To me an interesting aspect of his methodology was the use of targeted FOI (freedom of information) requests to gather data about eBook lending services. I cannot image this in this Germany where “Informationsfreiheit” is still in its infancy. One result from another survery done by Gibson: most eBooks are not included in library catalogs. I think this failure is found in German libraries too. In summary the PhD project looked very profound with some real practical values for libraries. On the other hand, the theoretical contribution, for instance the question what “lending” can mean in a digital library work, was only added in the discussion afterwards.

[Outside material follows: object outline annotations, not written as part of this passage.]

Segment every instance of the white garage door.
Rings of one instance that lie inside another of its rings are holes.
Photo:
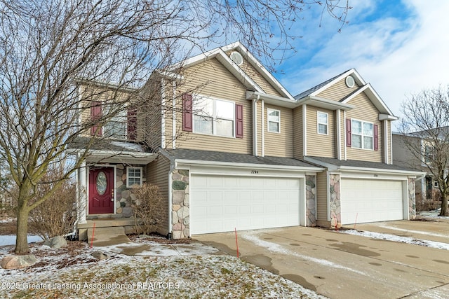
[[[297,179],[192,176],[190,233],[300,225]]]
[[[403,219],[401,181],[342,179],[342,224]]]

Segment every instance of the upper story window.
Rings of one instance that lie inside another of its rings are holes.
[[[268,116],[268,132],[279,133],[281,132],[281,111],[279,110],[267,109]]]
[[[352,147],[374,149],[374,126],[371,123],[351,120]]]
[[[328,120],[329,115],[325,112],[317,112],[318,134],[328,134]]]
[[[182,130],[243,138],[243,106],[185,93],[182,95]]]
[[[208,97],[197,97],[193,102],[193,132],[233,137],[234,103]]]
[[[91,134],[114,139],[135,140],[137,111],[134,107],[119,110],[95,102],[91,108],[91,118],[94,123],[102,123],[102,125],[93,125]]]
[[[141,186],[142,176],[142,167],[126,167],[126,187]]]

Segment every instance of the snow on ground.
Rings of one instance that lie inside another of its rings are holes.
[[[449,244],[448,243],[415,239],[410,237],[401,237],[394,235],[383,234],[380,232],[364,232],[356,230],[340,230],[340,232],[343,234],[366,237],[372,239],[384,239],[400,243],[408,243],[415,245],[426,246],[427,247],[438,248],[439,249],[449,250]]]
[[[324,298],[290,280],[227,255],[135,256],[109,253],[98,260],[85,242],[72,249],[31,245],[39,261],[25,269],[0,267],[0,298]],[[150,242],[142,244],[152,246]],[[73,245],[75,244],[75,245]],[[69,246],[70,247],[70,246]],[[0,246],[0,258],[13,246]]]
[[[342,269],[348,271],[351,271],[357,274],[360,274],[361,275],[366,275],[366,274],[363,273],[363,272],[358,271],[354,269],[351,269],[350,267],[338,265],[327,260],[312,258],[311,256],[305,256],[304,254],[300,254],[297,252],[292,251],[279,244],[262,240],[259,237],[259,235],[260,235],[260,233],[256,231],[248,231],[241,234],[241,237],[243,237],[243,239],[250,241],[255,244],[264,247],[266,249],[268,249],[272,252],[297,256],[298,258],[303,258],[306,260],[309,260],[311,262],[314,262],[317,264],[320,264],[326,267],[332,267],[337,269]]]
[[[39,236],[28,235],[27,237],[28,243],[42,241],[42,238]],[[0,246],[14,245],[15,244],[15,235],[3,235],[0,236]]]
[[[434,237],[449,237],[449,233],[445,234],[445,235],[442,235],[442,234],[437,234],[437,233],[435,233],[435,232],[424,232],[424,231],[421,231],[421,230],[406,230],[404,228],[395,228],[394,226],[389,225],[387,223],[382,223],[382,222],[379,222],[377,223],[373,223],[373,225],[378,226],[380,228],[387,228],[387,229],[391,230],[398,230],[398,231],[400,231],[400,232],[413,232],[414,234],[425,235],[434,236]]]

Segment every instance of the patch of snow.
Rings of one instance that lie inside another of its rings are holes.
[[[407,243],[439,249],[449,250],[449,244],[425,239],[415,239],[410,237],[400,237],[394,235],[383,234],[380,232],[363,232],[356,230],[340,230],[340,233],[366,237],[373,239],[384,239],[387,241]]]
[[[0,235],[0,246],[14,245],[15,244],[15,235]],[[43,239],[39,236],[28,235],[27,237],[28,243],[42,242]]]
[[[292,251],[291,250],[287,249],[279,244],[260,239],[258,237],[258,233],[256,232],[245,232],[243,234],[241,234],[241,237],[248,241],[252,242],[256,245],[260,246],[261,247],[264,247],[272,252],[276,252],[281,254],[286,254],[289,256],[294,256],[300,258],[303,258],[306,260],[314,262],[326,267],[332,267],[337,269],[342,269],[348,271],[351,271],[357,274],[360,274],[361,275],[367,275],[366,273],[364,273],[361,271],[351,269],[348,267],[344,267],[341,265],[337,265],[329,260],[316,258],[312,258],[311,256],[300,254],[297,252]]]
[[[6,248],[8,246],[4,246]],[[11,249],[10,246],[8,249]],[[1,249],[1,248],[0,248]],[[230,256],[142,257],[112,253],[97,260],[88,245],[70,256],[64,249],[31,247],[39,263],[0,268],[0,298],[307,298],[316,293]],[[39,251],[46,252],[43,256]],[[76,258],[81,263],[64,263]]]
[[[445,235],[441,235],[441,234],[436,234],[435,232],[423,232],[423,231],[421,231],[421,230],[406,230],[404,228],[395,228],[394,226],[388,225],[387,224],[383,223],[382,222],[373,223],[373,225],[376,225],[376,226],[379,226],[380,228],[387,228],[389,230],[398,230],[400,232],[413,232],[413,233],[415,233],[415,234],[426,235],[434,236],[434,237],[449,237],[449,233],[448,234],[445,234]]]
[[[440,211],[441,209],[436,209],[434,211],[422,211],[417,213],[417,216],[422,216],[426,218],[434,218],[436,219],[448,219],[449,217],[440,216]]]

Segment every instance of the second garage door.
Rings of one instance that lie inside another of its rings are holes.
[[[342,179],[342,224],[403,219],[401,181]]]
[[[300,180],[192,174],[190,233],[300,225]]]

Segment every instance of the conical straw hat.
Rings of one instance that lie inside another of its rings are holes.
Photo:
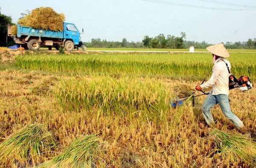
[[[210,52],[221,57],[229,57],[229,54],[222,43],[210,46],[206,49]]]

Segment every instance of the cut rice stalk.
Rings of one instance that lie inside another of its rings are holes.
[[[90,168],[100,141],[93,134],[78,138],[64,149],[63,153],[36,168]]]
[[[241,135],[231,134],[214,129],[210,138],[217,147],[215,155],[256,163],[256,143]]]

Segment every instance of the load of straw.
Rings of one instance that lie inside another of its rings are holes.
[[[55,148],[52,133],[41,124],[28,125],[0,144],[0,165],[38,164]]]
[[[215,142],[217,149],[215,155],[224,159],[232,158],[247,162],[253,161],[256,164],[256,143],[241,135],[224,133],[217,129],[212,130],[210,138]]]
[[[17,34],[17,26],[16,25],[11,26],[11,33],[12,35]]]
[[[31,12],[18,20],[23,26],[28,26],[35,29],[42,29],[53,31],[63,29],[63,14],[58,14],[50,7],[36,8]]]
[[[36,168],[90,168],[100,141],[93,134],[78,138],[64,149],[63,153]]]

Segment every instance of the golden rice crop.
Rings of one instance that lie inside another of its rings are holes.
[[[248,75],[253,81],[256,54],[232,53],[231,72],[237,78]],[[238,62],[242,58],[244,62]],[[160,75],[204,78],[212,67],[208,54],[88,54],[78,55],[29,55],[16,58],[17,66],[26,69],[71,73]]]
[[[62,107],[71,110],[96,109],[103,115],[134,114],[152,119],[165,116],[169,107],[168,90],[148,78],[143,81],[100,76],[92,80],[64,79],[55,88]]]

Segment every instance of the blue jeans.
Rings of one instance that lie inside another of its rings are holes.
[[[214,105],[218,103],[226,117],[232,122],[238,129],[243,131],[246,127],[241,120],[231,112],[228,97],[225,94],[212,95],[212,93],[210,93],[204,102],[202,110],[204,116],[208,125],[209,126],[214,125],[214,120],[210,111]]]

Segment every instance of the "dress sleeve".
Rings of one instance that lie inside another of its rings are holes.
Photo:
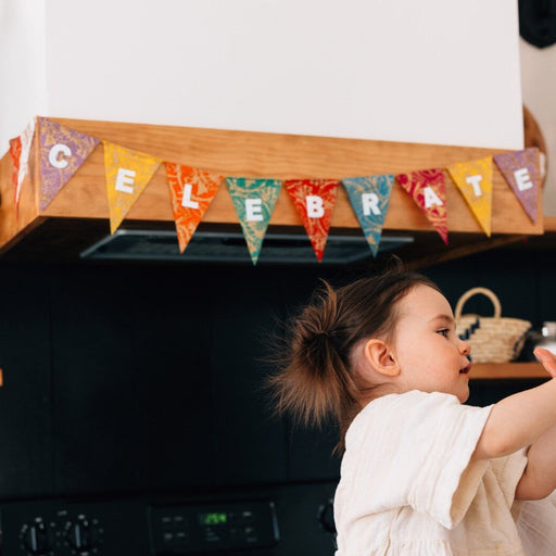
[[[366,511],[410,506],[452,529],[489,465],[471,462],[471,455],[492,406],[466,406],[451,394],[418,391],[369,405],[376,402],[381,403],[369,412],[366,426],[346,439],[362,450],[352,464],[355,503]]]

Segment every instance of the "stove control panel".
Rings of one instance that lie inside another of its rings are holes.
[[[279,540],[275,505],[261,500],[152,506],[149,530],[155,555],[268,548]]]
[[[60,509],[48,517],[36,516],[22,525],[18,540],[21,554],[94,556],[102,545],[103,529],[96,518],[70,515]]]

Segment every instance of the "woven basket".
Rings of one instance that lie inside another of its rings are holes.
[[[466,301],[478,293],[492,301],[493,317],[462,315]],[[459,298],[455,311],[456,333],[470,343],[473,363],[507,363],[521,352],[531,323],[501,317],[501,312],[498,298],[486,288],[471,288]]]

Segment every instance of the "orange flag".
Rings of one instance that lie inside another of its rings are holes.
[[[313,251],[323,261],[336,204],[337,179],[289,179],[283,182],[303,220]]]
[[[203,214],[216,195],[224,176],[173,162],[166,162],[166,176],[179,252],[184,253]]]
[[[400,174],[396,179],[447,244],[446,186],[442,168]]]
[[[114,233],[161,165],[148,154],[104,143],[104,169],[110,208],[110,232]]]

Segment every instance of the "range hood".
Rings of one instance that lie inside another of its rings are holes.
[[[410,236],[386,236],[379,252],[413,243]],[[371,257],[362,235],[329,235],[323,264],[349,264]],[[241,232],[197,231],[184,253],[175,231],[119,229],[80,253],[85,260],[250,263]],[[308,238],[301,233],[268,232],[258,263],[307,264],[316,261]]]

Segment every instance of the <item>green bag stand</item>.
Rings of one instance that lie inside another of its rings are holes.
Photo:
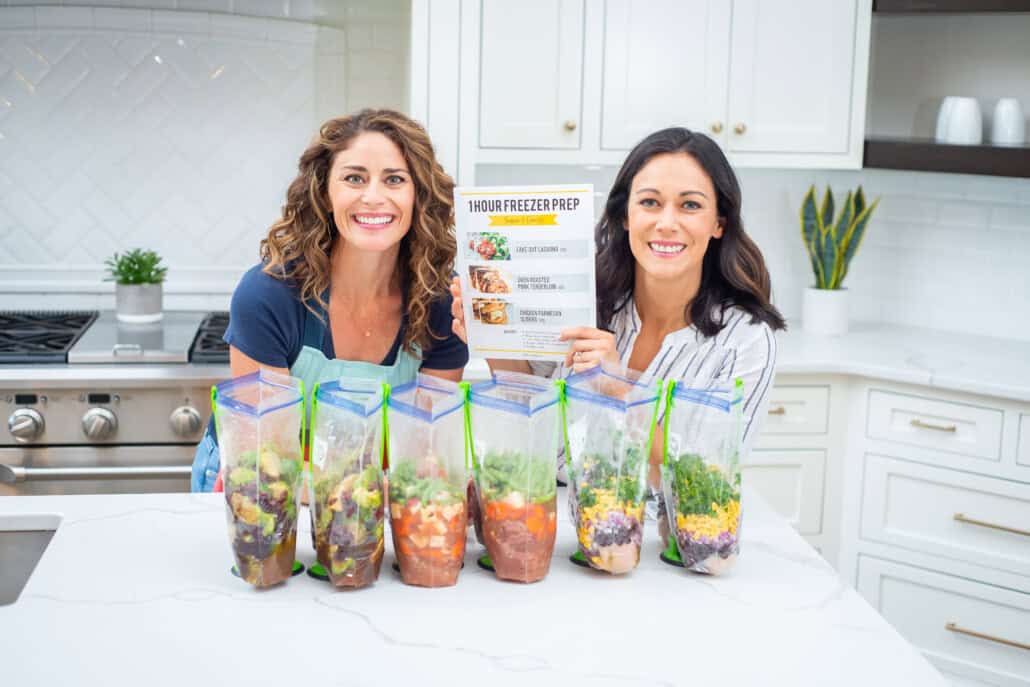
[[[683,568],[683,558],[680,556],[680,548],[676,546],[676,540],[672,536],[668,538],[668,546],[665,550],[661,552],[658,556],[661,558],[662,562],[666,562],[670,565],[677,565],[678,568]]]
[[[569,556],[569,560],[573,561],[577,565],[580,565],[581,568],[590,568],[590,561],[586,559],[586,556],[583,555],[582,551],[577,550],[576,553]]]

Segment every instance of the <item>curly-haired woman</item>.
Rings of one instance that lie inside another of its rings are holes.
[[[233,294],[233,376],[264,368],[308,388],[342,376],[459,380],[469,351],[451,332],[447,290],[453,187],[425,130],[400,112],[323,124],[261,242],[261,263]],[[208,432],[195,491],[211,488],[217,466]]]

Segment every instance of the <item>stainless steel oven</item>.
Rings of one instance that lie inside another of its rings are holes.
[[[26,333],[35,344],[45,337],[32,322],[4,327],[10,313],[0,313],[0,495],[190,490],[211,384],[229,376],[211,351],[210,363],[190,360],[197,342],[220,334],[201,327],[204,313],[145,328],[97,314],[65,336],[69,362],[34,365],[4,364],[4,347]],[[54,354],[55,346],[36,347]]]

The next presenting PhD student was Adam Sofronjievic. I am sorry that I could not fully concentrate on his talk about a New Paradigm of Library Collaboration although it seemed very interesting. My talk is next :-)

TPDL 2011 Doctoral Consortium

25. September 2011 um 11:21 2 Kommentare

Today the International Conference on Theory and Practice of Digital Libraries 2011 started with tutorials and a Doctoral Consortium that I participate with a talk. The seven talks and discussions on ongoing PhD topics were rather diverse and interesting. I tried to briefly summarize at least some of them.

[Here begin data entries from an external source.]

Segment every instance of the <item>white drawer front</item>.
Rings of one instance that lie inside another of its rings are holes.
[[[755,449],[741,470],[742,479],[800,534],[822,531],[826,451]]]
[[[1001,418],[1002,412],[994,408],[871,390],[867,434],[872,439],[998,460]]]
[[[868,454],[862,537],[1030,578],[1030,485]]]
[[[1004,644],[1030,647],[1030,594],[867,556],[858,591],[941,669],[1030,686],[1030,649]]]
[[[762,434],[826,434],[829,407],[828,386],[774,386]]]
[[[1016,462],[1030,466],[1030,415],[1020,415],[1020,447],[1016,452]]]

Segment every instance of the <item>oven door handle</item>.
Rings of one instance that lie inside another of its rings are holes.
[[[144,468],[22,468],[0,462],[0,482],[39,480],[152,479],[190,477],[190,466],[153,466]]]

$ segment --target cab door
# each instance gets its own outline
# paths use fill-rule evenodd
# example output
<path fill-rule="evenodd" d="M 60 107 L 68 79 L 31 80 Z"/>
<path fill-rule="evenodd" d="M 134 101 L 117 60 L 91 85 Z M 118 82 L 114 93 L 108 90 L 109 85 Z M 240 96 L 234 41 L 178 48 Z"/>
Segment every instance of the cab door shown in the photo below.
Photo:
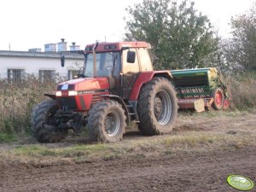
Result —
<path fill-rule="evenodd" d="M 129 49 L 123 50 L 122 54 L 122 72 L 121 75 L 122 79 L 122 97 L 123 99 L 128 99 L 130 96 L 130 93 L 133 87 L 133 84 L 141 72 L 137 49 L 134 48 L 131 48 L 130 51 L 135 51 L 136 58 L 134 63 L 128 63 L 127 59 L 127 52 Z"/>

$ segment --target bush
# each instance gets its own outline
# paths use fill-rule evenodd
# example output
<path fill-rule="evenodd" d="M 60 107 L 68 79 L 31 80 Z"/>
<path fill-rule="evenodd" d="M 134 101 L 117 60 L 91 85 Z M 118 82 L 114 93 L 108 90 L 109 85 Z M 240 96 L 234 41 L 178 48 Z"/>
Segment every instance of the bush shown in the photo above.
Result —
<path fill-rule="evenodd" d="M 230 81 L 231 100 L 239 110 L 256 107 L 256 78 L 251 74 L 238 74 Z"/>
<path fill-rule="evenodd" d="M 26 75 L 20 82 L 11 84 L 6 79 L 0 80 L 0 143 L 31 134 L 32 108 L 46 99 L 44 93 L 54 93 L 55 86 L 53 82 L 42 84 L 33 75 Z"/>

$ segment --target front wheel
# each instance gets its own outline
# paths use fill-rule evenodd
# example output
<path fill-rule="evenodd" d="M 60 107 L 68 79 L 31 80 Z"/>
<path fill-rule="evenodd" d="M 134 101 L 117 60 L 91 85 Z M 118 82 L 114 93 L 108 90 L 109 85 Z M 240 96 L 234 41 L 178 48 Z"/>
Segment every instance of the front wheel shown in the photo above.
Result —
<path fill-rule="evenodd" d="M 38 142 L 56 143 L 67 137 L 67 130 L 57 129 L 55 115 L 59 107 L 55 101 L 46 100 L 32 110 L 31 115 L 32 131 Z"/>
<path fill-rule="evenodd" d="M 177 114 L 177 101 L 172 83 L 166 78 L 154 78 L 140 92 L 137 103 L 140 123 L 145 135 L 171 132 Z"/>
<path fill-rule="evenodd" d="M 93 106 L 88 118 L 88 134 L 95 142 L 112 143 L 122 139 L 125 115 L 116 101 L 106 100 Z"/>

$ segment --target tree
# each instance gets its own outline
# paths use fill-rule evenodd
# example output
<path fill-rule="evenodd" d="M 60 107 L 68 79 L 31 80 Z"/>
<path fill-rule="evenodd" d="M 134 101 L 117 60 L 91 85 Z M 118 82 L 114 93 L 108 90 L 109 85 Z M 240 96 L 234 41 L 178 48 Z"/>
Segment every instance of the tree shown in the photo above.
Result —
<path fill-rule="evenodd" d="M 147 41 L 158 69 L 203 67 L 218 49 L 218 38 L 208 18 L 195 3 L 183 0 L 143 0 L 129 6 L 125 40 Z"/>
<path fill-rule="evenodd" d="M 226 58 L 234 67 L 256 70 L 256 6 L 247 15 L 231 19 L 232 38 L 226 44 Z"/>

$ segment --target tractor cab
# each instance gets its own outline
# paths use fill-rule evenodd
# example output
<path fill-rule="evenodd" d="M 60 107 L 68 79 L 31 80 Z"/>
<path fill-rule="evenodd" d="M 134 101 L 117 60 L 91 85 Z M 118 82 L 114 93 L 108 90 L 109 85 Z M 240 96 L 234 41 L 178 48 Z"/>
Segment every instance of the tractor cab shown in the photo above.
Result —
<path fill-rule="evenodd" d="M 108 83 L 108 89 L 110 94 L 118 96 L 122 99 L 129 99 L 133 84 L 139 73 L 153 71 L 148 52 L 148 48 L 150 48 L 150 44 L 145 42 L 89 44 L 85 47 L 84 51 L 77 52 L 84 55 L 84 67 L 78 77 L 84 79 L 84 82 L 91 79 L 95 79 L 96 81 L 99 78 L 105 79 Z M 65 65 L 65 55 L 63 54 L 65 52 L 61 53 L 62 55 L 61 56 L 62 67 Z M 138 57 L 143 62 L 139 62 Z M 73 82 L 67 81 L 61 84 L 73 84 Z M 93 90 L 98 89 L 98 87 L 90 88 Z M 87 90 L 85 87 L 84 89 L 92 90 Z"/>

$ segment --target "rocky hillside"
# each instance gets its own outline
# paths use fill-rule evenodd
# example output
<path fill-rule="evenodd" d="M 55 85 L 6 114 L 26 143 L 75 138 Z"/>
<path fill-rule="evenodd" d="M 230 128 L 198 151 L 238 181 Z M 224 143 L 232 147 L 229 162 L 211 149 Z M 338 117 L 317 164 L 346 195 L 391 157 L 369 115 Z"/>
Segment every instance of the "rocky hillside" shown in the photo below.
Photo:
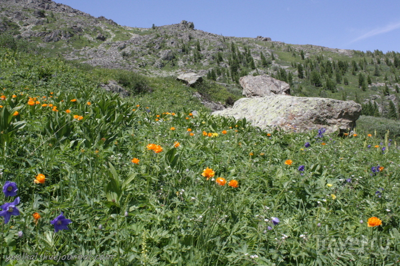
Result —
<path fill-rule="evenodd" d="M 0 3 L 0 32 L 48 48 L 50 55 L 146 75 L 195 72 L 238 88 L 242 76 L 267 74 L 290 84 L 293 95 L 370 104 L 364 114 L 378 110 L 386 115 L 392 102 L 398 115 L 398 52 L 289 44 L 260 36 L 224 36 L 185 20 L 149 28 L 122 26 L 50 0 Z"/>

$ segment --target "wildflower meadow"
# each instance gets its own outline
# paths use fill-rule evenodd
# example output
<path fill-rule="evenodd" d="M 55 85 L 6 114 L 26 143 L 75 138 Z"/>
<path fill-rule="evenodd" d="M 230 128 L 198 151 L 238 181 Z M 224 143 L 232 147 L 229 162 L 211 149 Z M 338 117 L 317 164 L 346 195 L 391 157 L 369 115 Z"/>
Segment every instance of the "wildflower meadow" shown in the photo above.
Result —
<path fill-rule="evenodd" d="M 262 131 L 24 56 L 0 53 L 2 265 L 400 260 L 390 132 Z"/>

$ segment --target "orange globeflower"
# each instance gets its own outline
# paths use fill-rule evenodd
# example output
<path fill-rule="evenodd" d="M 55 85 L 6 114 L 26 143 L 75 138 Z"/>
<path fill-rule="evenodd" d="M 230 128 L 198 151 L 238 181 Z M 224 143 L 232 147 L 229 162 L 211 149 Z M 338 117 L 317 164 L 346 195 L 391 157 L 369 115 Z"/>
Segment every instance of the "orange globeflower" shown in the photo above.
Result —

Luco Colombo started with his work on developing and evaluating eBook reading experience for children. Reading “traditional” books has been extensively investigated – this is not true for eBooks. Especially children are little involved in eBook studies. Colombo explained how the eBook reading experience is different because it directly involves searching, browsing, sharing, and recommending, among other arguments. A good reading experience results in a “flow state” where the reading gets positively lost in a book. Colombo’s method is a cooperative inquiry. It is not clear whether and by what eBooks are more engaging to children (age 9-11 in this study) than traditional books – maybe this PhD will show. The following discussion was dominated by the participating mentors Jose Borbinha, Milena Dobreva, Stefan Gradmann and Giuseppina Vullo.

In the second talk Krassimira Ivanova presented her dissertation on (content-based) image retrieval utilizing color models. Image retrieval on art images is difficult because it includes very different aspects (artistic styles, depicted objects etc.). Even aspects of color (contrasts, intensity, diversity, harmony etc.) are manifold – maybe this is why philosophy of color has a long history. Nevertheless Ivanova developed several machine learning methods for this color aspects that can be used for image retrieval. I am not sure whether the resulting APICAS system (“Art Painting Image Colour Aesthetics and Semantics”) has been evaluated with a user study. Similar to the first talk, the focus could be improved by more narrowing down and making clear the specific contribution. Finally we had some real discussion, but little time.